Description
Today we block a thread waiting for connections to open. Threads are a precious resource, and opening a connection can be time-consuming if the remote node is unresponsive. Although #39629 mostly alleviates the effects seen in #28920, it is still possible that a poorly-timed attempt by the NodeConnectionsService
to reconnect to all the known nodes in the cluster state could saturate the small-yet-important management threadpool in a network partition.
In #29023 we suggested creating a dedicated threadpool for connections, but then the work in #35144 brought us closer to being able to open these connections asynchronously and the idea of introducing a dedicated threadpool was dropped. However it's not yet possible to open a connection fully asynchronously, so there is still a risk of saturating a threadpool during a network partition.

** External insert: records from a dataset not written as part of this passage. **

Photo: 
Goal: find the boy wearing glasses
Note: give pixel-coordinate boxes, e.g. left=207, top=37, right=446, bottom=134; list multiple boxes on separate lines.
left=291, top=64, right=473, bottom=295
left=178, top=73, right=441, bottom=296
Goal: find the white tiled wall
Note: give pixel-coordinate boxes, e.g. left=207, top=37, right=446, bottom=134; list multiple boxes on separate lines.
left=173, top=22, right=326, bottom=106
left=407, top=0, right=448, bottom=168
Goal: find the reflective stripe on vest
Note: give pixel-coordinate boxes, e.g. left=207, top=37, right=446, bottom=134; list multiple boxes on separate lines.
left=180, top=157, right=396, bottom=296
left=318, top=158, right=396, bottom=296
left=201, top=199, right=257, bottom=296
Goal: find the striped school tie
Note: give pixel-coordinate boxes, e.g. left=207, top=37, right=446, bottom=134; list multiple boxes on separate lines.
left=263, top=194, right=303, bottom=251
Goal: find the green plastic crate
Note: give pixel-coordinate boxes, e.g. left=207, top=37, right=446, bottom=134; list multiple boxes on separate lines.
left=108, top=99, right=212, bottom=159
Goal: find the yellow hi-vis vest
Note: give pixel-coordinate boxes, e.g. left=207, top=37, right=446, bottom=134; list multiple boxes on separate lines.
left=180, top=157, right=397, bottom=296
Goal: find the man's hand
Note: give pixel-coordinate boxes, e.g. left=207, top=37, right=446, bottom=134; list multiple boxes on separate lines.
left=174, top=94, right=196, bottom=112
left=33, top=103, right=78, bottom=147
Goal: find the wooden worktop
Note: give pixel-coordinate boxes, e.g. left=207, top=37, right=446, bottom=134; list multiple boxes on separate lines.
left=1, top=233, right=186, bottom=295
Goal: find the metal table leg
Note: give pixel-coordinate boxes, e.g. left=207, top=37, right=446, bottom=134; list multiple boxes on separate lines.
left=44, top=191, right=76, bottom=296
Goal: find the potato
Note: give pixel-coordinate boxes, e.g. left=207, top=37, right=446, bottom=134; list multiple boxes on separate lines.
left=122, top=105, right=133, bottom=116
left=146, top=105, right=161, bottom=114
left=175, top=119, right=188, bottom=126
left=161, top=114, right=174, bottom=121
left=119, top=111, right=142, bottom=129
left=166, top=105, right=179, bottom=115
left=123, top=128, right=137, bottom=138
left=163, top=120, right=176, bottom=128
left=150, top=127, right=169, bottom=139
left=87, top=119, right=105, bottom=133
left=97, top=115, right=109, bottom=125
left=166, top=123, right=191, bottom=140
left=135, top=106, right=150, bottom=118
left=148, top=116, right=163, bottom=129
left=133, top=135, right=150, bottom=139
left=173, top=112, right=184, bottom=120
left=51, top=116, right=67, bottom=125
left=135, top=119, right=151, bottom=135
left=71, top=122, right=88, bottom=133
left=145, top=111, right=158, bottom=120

To avoid losing track of this, here is a meta-issue which tracks the remaining places that need to work asynchronously:
-
ConnectionManager#internalOpenConnection
,ConnectionManager#openConnection
andConnectionManager#connectToNode
(Move ConnectionManager to async APIs #42636) -
TransportService#connectToNode
(Move ConnectionManager to async APIs #42636) -
HandshakingTransportAddressConnector#connectToRemoteMasterNode
(Move ConnectionManager to async APIs #42636) -
NodeConnectionsService#ConnectionTarget
(Make NodeConnectionsService non-blocking #44211) -
Coordinator#handleJoinRequest
(Move ConnectionManager to async APIs #42636) -
RemoteClusterConnection#ConnectHandler
(Asynchronously connect to remote clusters #44825)
In each case there are quite a few tests that will need adjusting, so I think it makes sense to break the work up like this.
Connections are also opened by the transport client, but it seems less important to make these connections asynchronously.